Ihre Denkfabrik produziert fast im Wochentakt neue Studien – viele davon landen praktisch ohne Widerhall in der Versenkung. Wäre mehr Prominenz statt Kadenz nicht zielführender?
Wer sich mit der Zukunft unseres Landes beschäftigt, hat alle Hände voll zu tun. Allenthalben geht vergessen, dass die Wohlstandsmehrung entscheidend ist für die soziale Kohäsion in diesem Land. Schliesslich besteht enormer Verbesserungsbedarf bei den Infrastrukturen. Die Staatsfirmen sind heute die Pandas der Schweizer Wirtschaft. Dass die Steuerzahler mit Postfinance und Co. grosse Risiken eingehen, wird unterschlagen.
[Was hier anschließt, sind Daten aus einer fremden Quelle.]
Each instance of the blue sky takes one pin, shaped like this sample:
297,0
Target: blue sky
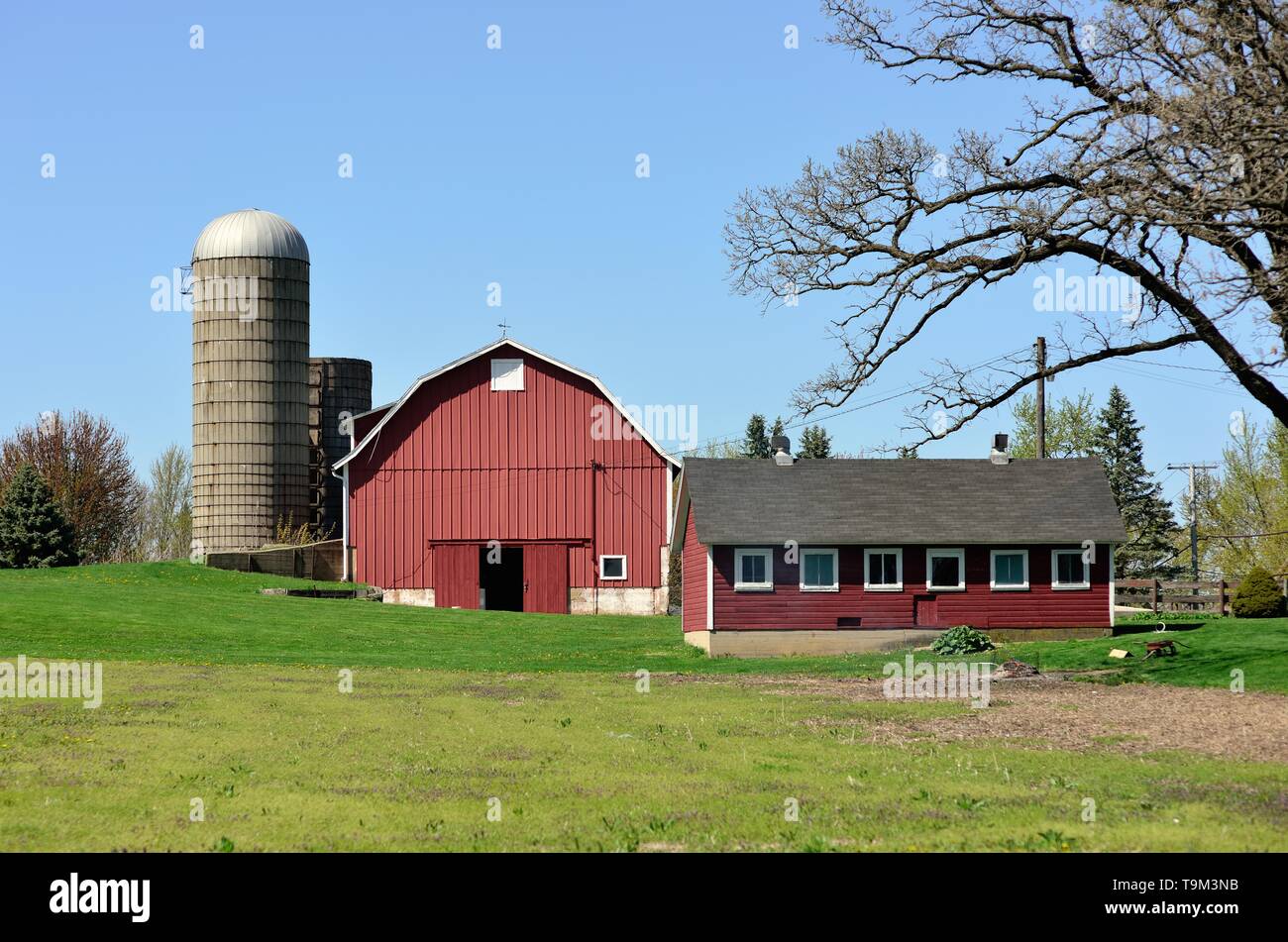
472,166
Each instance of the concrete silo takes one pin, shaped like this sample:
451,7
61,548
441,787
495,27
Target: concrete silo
250,376
338,386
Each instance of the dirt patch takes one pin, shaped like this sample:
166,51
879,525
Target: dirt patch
1064,714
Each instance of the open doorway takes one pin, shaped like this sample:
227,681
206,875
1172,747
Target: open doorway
501,579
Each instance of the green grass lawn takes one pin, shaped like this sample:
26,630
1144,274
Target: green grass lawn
1206,657
176,611
411,760
218,693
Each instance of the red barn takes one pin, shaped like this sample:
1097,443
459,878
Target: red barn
509,480
846,555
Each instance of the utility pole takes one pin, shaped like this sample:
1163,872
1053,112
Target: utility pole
1194,512
1039,352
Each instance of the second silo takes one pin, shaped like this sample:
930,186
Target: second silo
250,354
339,389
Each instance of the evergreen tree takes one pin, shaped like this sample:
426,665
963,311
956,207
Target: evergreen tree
33,529
1146,515
755,443
1257,596
815,443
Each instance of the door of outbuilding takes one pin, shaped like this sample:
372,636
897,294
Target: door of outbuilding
925,611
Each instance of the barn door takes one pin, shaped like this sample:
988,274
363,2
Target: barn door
925,611
545,577
456,576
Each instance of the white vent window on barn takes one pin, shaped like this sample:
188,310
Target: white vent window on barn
506,376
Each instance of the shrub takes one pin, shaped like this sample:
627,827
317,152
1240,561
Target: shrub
34,533
962,640
1257,596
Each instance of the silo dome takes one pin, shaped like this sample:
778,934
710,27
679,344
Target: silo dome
250,235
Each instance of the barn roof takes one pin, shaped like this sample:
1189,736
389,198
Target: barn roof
894,501
391,408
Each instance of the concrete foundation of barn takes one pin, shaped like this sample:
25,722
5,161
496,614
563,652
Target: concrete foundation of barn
581,601
774,644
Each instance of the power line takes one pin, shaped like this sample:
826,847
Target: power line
1202,369
1194,512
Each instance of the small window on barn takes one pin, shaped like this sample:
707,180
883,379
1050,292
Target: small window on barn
1010,571
506,376
883,571
752,571
818,571
945,571
1069,571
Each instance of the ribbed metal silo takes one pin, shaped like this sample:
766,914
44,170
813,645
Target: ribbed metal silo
250,354
338,385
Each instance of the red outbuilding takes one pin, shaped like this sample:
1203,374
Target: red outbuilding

Sie sehen, es ist nötig, fortwährend und präzise auf Missstände aufmerksam zu machen.
Zu SBB und Swisscom, die beide Förderer von Avenir Suisse sind, liest man bei Ihnen nicht viel, zur Post, die nicht Sponsor ist, dagegen schon. Hat weniger zu befürchten, wer bei Avenir Suisse Beiträge zahlt?
Da muss ich resolut widersprechen. In unserer Privatisierungsagenda kommen SBB und Swisscom prominent vor. Das zeigt: Wir arbeiten völlig unabhängig und sind ausschliesslich dem liberalen Kompass verpflichtet.
Sie waren sehr kritisch gegenüber der Rettungsaktion für die Swiss, obwohl das Unternehmen zu Ihren Sponsoren gehört. Gab das Reaktionen?
Bei mir ging keine Reaktion ein. Unsere Grundüberzeugung heisst «pro Market» und nicht «pro Business». Für uns ist nur entscheidend, ob es eine Fehlentwicklung gibt in der Schweiz. Die Förderer haben am meisten davon, wenn wir uns dezidiert und mit konkreten Vorschlägen für die freiheitliche Rahmenordnung einsetzen.
Engagieren sich Wirtschaftsvertreter heute genug für liberale Werte? Mit der Konzernverantwortungsinitiative scheint sich niemand die Finger verbrennen zu wollen.
Das ist auch mein Eindruck. Aber heute findet ein globaler Kampf um Talente statt. Und gerade multinationale Unternehmen sind zum Glück auch für die besten Leute aus dem Ausland attraktiv. Diese Spitzenkräfte müssen sich vor allem um ihre internationalen Stake- und Shareholder kümmern. In der Schweizer Direktdemokratie ist aber eine «Apolitie» undenkbar. Wirtschaftsverantwortliche kommen nicht darum herum, sich mit dem Ökosystem Schweiz zu beschäftigen. Das Engagement für die Res publica ist auch eine unternehmerische Aufgabe.
Die Unternehmen können sagen, sie hätten ja Avenir Suisse, die für ihre liberalen Werte einsteht, und müssen sich selbst nicht exponieren.
Die öffentliche Meinungsbildung lässt sich nicht an Avenir Suisse oder Wirtschaftsverbände delegieren. Die höchste Glaubwürdigkeit in der Diskussion über wirtschaftliche Rahmenbedingungen besitzen Leute, die in den Unternehmen Führungsverantwortung haben. Das müssen wir multinationalen Grossunternehmen ebenso klarmachen wie kleinen Gewerbebetrieben. Die Stimme der manager- und eigentümergeführten Unternehmen muss wieder hörbarer werden in diesem Land.
Blicken wir mit Avenir Suisse noch in die Zukunft: Ist eine 10-Millionen-Schweiz für Sie ein Schreckgespenst, oder freuen Sie sich darauf?
Es ist doch ein Zeichen für die Attraktivität der Schweiz, dass wir noch wachsen können. Wir schieben das Problem auf die Ausländer, doch es ist hausgemacht. Die gleiche Zürcher Stadtregierung, die Migranten willkommen heisst, verhindert verdichtetes Bauen. Würde man New York, London, Berlin, Paris und Barcelona an die Stelle der grossen Schweizer Städte setzen, käme die Schweiz allein dadurch auf 24 Millionen Einwohner – und es hätte darum herum immer noch viel Platz.
Dieses Interview ist am 27. Oktober 2020 in der NZZ erschienen.